How to develop and contribute#
Qiskit on IQM is an open source Python project. You can contribute by creating GitHub issues to report bugs or request new features, or by opening a pull request to submit your own improvements to the codebase.
To start developing the project, clone the GitHub repository and install it in editable mode with all the extras:
$ git clone git@github.com:iqm-finland/qiskit-on-iqm.git
$ cd qiskit-on-iqm
$ pip install -e ".[dev,docs,testing]"
To be able to build the docs graphviz has to be installed. Then to build and view the docs run:
$ tox -e docs
$ firefox build/sphinx/html/index.html
Run the tests:
$ tox
Tagging and releasing#
After implementing changes to Qiskit on IQM one usually wants to release a new version.
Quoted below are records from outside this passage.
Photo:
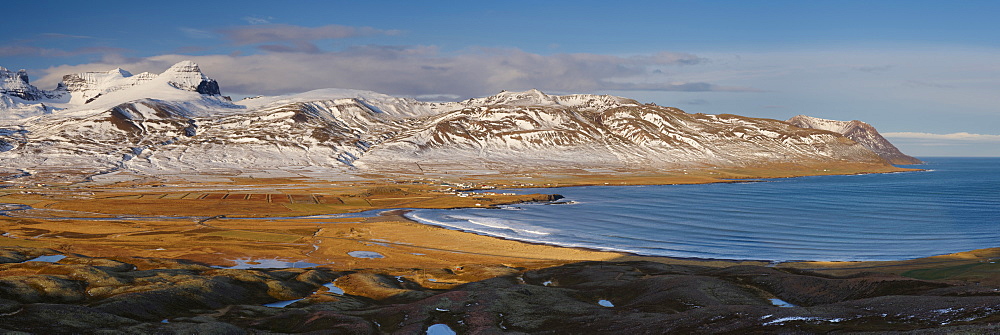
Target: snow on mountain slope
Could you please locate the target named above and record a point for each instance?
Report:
(535, 97)
(178, 122)
(860, 132)
(646, 136)
(391, 106)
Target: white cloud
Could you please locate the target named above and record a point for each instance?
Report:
(258, 19)
(947, 137)
(196, 33)
(420, 70)
(282, 33)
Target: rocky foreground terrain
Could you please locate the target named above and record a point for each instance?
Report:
(79, 294)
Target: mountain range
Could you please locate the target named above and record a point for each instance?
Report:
(179, 121)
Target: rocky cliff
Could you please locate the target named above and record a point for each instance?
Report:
(857, 131)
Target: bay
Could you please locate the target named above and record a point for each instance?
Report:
(954, 206)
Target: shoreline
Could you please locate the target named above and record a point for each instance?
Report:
(226, 236)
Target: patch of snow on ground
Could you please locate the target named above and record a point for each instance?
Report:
(440, 329)
(47, 259)
(365, 254)
(781, 303)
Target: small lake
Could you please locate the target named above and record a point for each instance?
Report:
(952, 207)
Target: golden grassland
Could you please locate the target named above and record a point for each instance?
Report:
(226, 218)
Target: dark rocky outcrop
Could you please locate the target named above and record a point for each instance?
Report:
(861, 132)
(142, 295)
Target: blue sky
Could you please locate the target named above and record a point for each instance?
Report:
(925, 72)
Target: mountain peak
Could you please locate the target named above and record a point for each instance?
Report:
(858, 131)
(184, 66)
(16, 84)
(186, 75)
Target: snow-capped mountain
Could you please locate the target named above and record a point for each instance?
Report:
(178, 121)
(857, 131)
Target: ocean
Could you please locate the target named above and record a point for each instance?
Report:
(953, 206)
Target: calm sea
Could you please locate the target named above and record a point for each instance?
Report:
(952, 207)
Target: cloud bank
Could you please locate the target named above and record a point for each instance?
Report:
(414, 70)
(947, 137)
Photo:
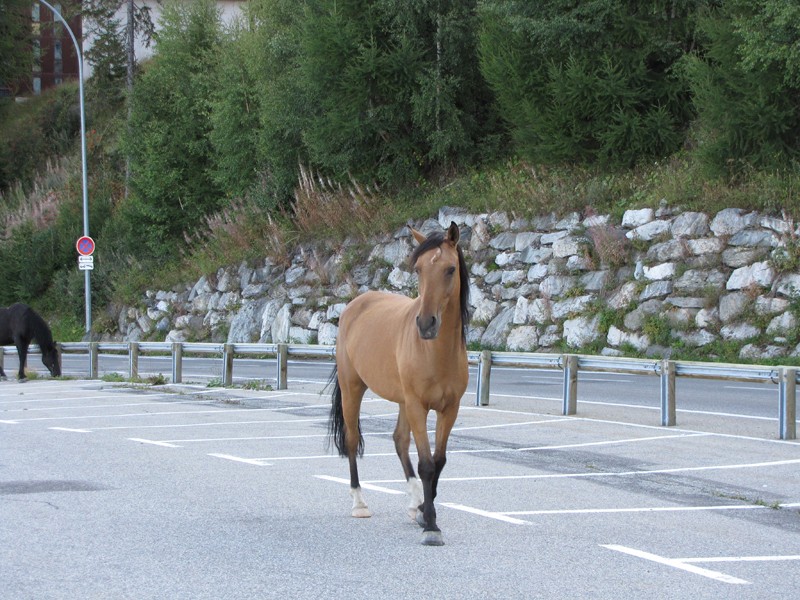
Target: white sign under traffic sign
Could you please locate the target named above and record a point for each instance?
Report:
(86, 263)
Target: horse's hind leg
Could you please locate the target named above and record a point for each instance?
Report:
(22, 352)
(402, 440)
(351, 408)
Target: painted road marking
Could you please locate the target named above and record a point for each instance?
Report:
(649, 509)
(154, 443)
(366, 486)
(485, 513)
(677, 564)
(248, 461)
(70, 429)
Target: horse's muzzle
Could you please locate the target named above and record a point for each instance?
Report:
(428, 327)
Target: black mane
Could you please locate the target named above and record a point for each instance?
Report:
(435, 240)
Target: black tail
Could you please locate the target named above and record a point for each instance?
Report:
(336, 430)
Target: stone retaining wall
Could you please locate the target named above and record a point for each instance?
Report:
(648, 283)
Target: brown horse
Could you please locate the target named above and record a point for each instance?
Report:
(409, 351)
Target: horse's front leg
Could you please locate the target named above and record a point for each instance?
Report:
(426, 517)
(430, 467)
(402, 441)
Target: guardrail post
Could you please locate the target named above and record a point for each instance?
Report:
(227, 364)
(484, 377)
(93, 359)
(787, 400)
(133, 360)
(570, 404)
(177, 363)
(282, 357)
(667, 393)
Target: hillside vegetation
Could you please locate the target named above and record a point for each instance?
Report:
(339, 118)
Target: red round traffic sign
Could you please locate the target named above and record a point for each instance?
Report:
(85, 245)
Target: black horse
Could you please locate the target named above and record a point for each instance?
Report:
(19, 324)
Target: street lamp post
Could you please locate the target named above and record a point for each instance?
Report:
(87, 273)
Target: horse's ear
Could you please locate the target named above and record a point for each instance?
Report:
(417, 236)
(453, 234)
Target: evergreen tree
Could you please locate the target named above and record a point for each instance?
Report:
(168, 140)
(15, 43)
(589, 81)
(392, 88)
(746, 82)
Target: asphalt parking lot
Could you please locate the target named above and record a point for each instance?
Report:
(194, 492)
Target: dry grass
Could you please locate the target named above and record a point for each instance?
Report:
(324, 207)
(39, 206)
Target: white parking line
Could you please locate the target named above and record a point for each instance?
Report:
(366, 486)
(603, 474)
(648, 509)
(485, 513)
(716, 575)
(154, 443)
(81, 407)
(248, 461)
(739, 559)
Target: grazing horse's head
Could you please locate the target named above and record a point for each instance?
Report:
(50, 360)
(440, 267)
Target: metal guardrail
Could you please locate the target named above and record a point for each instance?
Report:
(667, 370)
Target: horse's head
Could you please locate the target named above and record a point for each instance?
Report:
(440, 268)
(50, 360)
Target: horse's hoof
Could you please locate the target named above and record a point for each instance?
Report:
(421, 519)
(432, 538)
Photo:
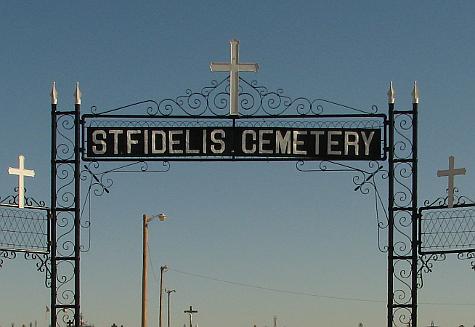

This means that after the changes are merged to the main branch
the repository should have an updated
CHANGELOG.rst
with information about the new changes,the latest commit should be tagged with the new version number,
and a release should be created based on that tag.
The last two steps are automated, so one needs to worry only about properly updating the CHANGELOG. It should be done along with the pull request which is introducing the main changes. The new version must be added on top of all existing versions and the title must be “Version MAJOR.MINOR”, where MAJOR.MINOR represents the new version number. Please take a look at already existing versions and format the rest of your new CHANGELOG section similarly. Once the pull request is merged into main, a new tag and a release will be created automatically based on the latest version definition in the CHANGELOG.